Quand les passagers arrivent, deux files se forment. Ceux qui ont leur test et ceux qui ne l’ont pas. Les agents de la police aux frontières vérifient les tests de ceux qui l’ont fait avant leur voyage et mettent une gommette de couleur sur les passeports pour les tests qui sont négatifs. Ceux qui n’ont pas leur test sont, eux, accompagnés par des agents aéroportuaires vers la zone de prélèvement. « Ils remplissent un formulaire d’identité et un test PCR est effectué, pour savoir si à l’instant T la personne est porteuse ou non du virus », détaille-t-on à l’ARS. Temps d’attente selon l’agence : une trentaine de minutes. Une fois le test réalisé, la personne peut continuer son voyage, en France ou en transit, explique le ministère de l’Intérieur dans un communiqué. « On recommande l’isolement en attendant les résultats, mais ce n’est pas obligatoire », selon l’ARS. Dès lors, des laboratoires (Biogroup à Orly et Eurofins à Roissy) ainsi que les gendarmes s’activent et analysent directement les tests sur place dans des infrastructures mobiles.

Qui réalise les tests ?

Les personnes réalisant ces tests dans les aéroports parisiens sont des personnes provenant notamment de la Croix-Rouge, l’Ordre de la malte, des secouristes, la protection civile et des membres d’associations de Sécurité civile. Tous ont été formés par l’AP-HP. En tout, dans les aéroports parisiens sont mobilisés dans le cadre de ce dispositif, 80 policiers aux frontières, cinq techniciens de recherche criminelle de la gendarmerie, 50 personnels de l’AP-HP et de l’ARS Ile-de-France ainsi que neuf pompiers.

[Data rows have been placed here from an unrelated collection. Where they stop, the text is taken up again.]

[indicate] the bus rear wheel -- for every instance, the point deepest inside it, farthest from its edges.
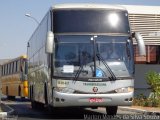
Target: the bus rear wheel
(111, 110)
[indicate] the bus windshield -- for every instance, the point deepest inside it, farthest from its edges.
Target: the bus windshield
(73, 53)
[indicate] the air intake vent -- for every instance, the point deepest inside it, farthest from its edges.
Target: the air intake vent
(148, 25)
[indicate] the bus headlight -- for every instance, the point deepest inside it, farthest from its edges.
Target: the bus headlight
(125, 90)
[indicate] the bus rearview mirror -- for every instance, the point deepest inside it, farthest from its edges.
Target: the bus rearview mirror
(140, 43)
(49, 42)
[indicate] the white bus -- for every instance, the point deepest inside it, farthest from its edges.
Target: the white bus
(81, 55)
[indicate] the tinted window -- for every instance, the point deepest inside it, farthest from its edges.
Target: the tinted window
(92, 21)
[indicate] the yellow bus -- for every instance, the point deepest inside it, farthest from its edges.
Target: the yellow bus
(14, 77)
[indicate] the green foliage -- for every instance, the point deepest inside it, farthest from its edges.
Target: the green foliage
(153, 79)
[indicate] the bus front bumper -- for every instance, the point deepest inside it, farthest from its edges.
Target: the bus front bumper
(92, 100)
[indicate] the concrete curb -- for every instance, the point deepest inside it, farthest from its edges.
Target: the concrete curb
(8, 110)
(139, 111)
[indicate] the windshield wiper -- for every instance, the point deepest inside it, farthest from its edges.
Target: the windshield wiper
(113, 77)
(80, 69)
(100, 58)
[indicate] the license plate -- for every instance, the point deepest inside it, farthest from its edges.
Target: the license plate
(95, 100)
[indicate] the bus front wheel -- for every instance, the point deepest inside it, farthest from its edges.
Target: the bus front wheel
(111, 110)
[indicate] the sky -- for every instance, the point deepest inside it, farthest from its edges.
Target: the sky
(16, 28)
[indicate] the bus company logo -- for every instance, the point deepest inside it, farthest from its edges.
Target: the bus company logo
(95, 89)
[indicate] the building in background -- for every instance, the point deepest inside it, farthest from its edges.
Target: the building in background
(146, 21)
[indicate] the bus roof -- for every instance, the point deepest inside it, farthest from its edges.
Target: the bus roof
(87, 6)
(14, 59)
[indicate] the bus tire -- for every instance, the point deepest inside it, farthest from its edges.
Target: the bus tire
(111, 110)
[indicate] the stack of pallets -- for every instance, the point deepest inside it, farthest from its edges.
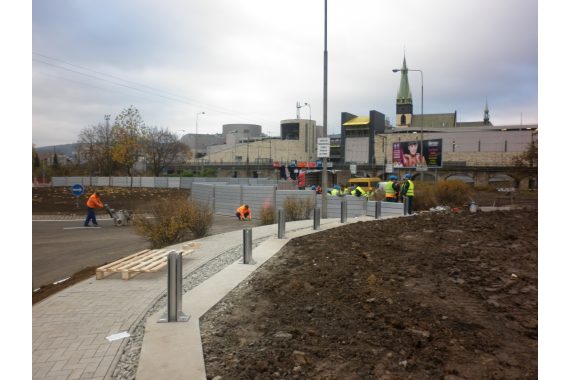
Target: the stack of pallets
(145, 261)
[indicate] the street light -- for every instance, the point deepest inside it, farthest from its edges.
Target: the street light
(422, 123)
(308, 105)
(196, 139)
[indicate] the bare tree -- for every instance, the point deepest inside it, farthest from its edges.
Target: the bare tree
(96, 149)
(127, 131)
(162, 149)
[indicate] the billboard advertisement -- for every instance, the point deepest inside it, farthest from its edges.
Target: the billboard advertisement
(406, 154)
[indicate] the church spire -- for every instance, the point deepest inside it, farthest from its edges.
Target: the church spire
(404, 93)
(404, 106)
(486, 113)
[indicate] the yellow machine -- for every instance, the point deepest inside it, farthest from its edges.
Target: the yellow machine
(368, 184)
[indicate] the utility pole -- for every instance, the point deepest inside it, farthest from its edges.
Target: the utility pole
(325, 84)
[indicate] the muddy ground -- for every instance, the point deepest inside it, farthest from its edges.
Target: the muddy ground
(433, 296)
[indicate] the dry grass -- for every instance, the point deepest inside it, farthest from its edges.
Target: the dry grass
(171, 220)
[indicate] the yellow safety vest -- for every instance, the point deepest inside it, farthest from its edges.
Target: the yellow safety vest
(389, 189)
(410, 190)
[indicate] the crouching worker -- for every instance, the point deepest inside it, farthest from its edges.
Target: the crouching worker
(243, 212)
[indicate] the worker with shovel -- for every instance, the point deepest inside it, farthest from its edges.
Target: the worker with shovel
(93, 202)
(243, 212)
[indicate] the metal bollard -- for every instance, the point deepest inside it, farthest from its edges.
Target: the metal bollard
(247, 258)
(343, 210)
(378, 210)
(281, 223)
(316, 218)
(174, 290)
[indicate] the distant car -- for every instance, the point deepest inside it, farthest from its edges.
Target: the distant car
(368, 184)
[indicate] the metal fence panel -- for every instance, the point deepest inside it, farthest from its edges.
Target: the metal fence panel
(356, 206)
(203, 193)
(102, 181)
(161, 182)
(58, 181)
(147, 181)
(120, 181)
(186, 182)
(258, 197)
(333, 205)
(173, 182)
(392, 209)
(228, 198)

Quid des résultats du test ?

Le résultat tombe au maximum 48 heures après le prélèvement. Si le résultat est négatif, aucun problème. S’il est positif, la personne est recontactée par les autorités sanitaires et entre ensuite dans le suivi de « Contact tracing ». « On va lui demander un certain nombre d’informations et de s’isoler durant quatorze jours », explique l’ARS. Lorsque la personne refuse le test, une mesure de quarantaine par arrêté préfectoral est mise en place. « Si la personne a un endroit où elle peut s’isoler elle le fait. Si elle rencontre un problème d’isolement, la cellule territoriale d’appui à l’isolement (CTAI) peut proposer une solution d’hébergement », assure l’ARS. Sur les contrôles effectués sur l’ensemble des aéroports français, seulement trois personnes ont refusé d’être testées à Lyon Saint-Exupéry, selon le ministère de l’Intérieur. Aucune n’a refusé dans les aéroports parisiens, selon l’ARS. Surtout, « beaucoup ont fait les tests avant de partir », se félicite-t-on.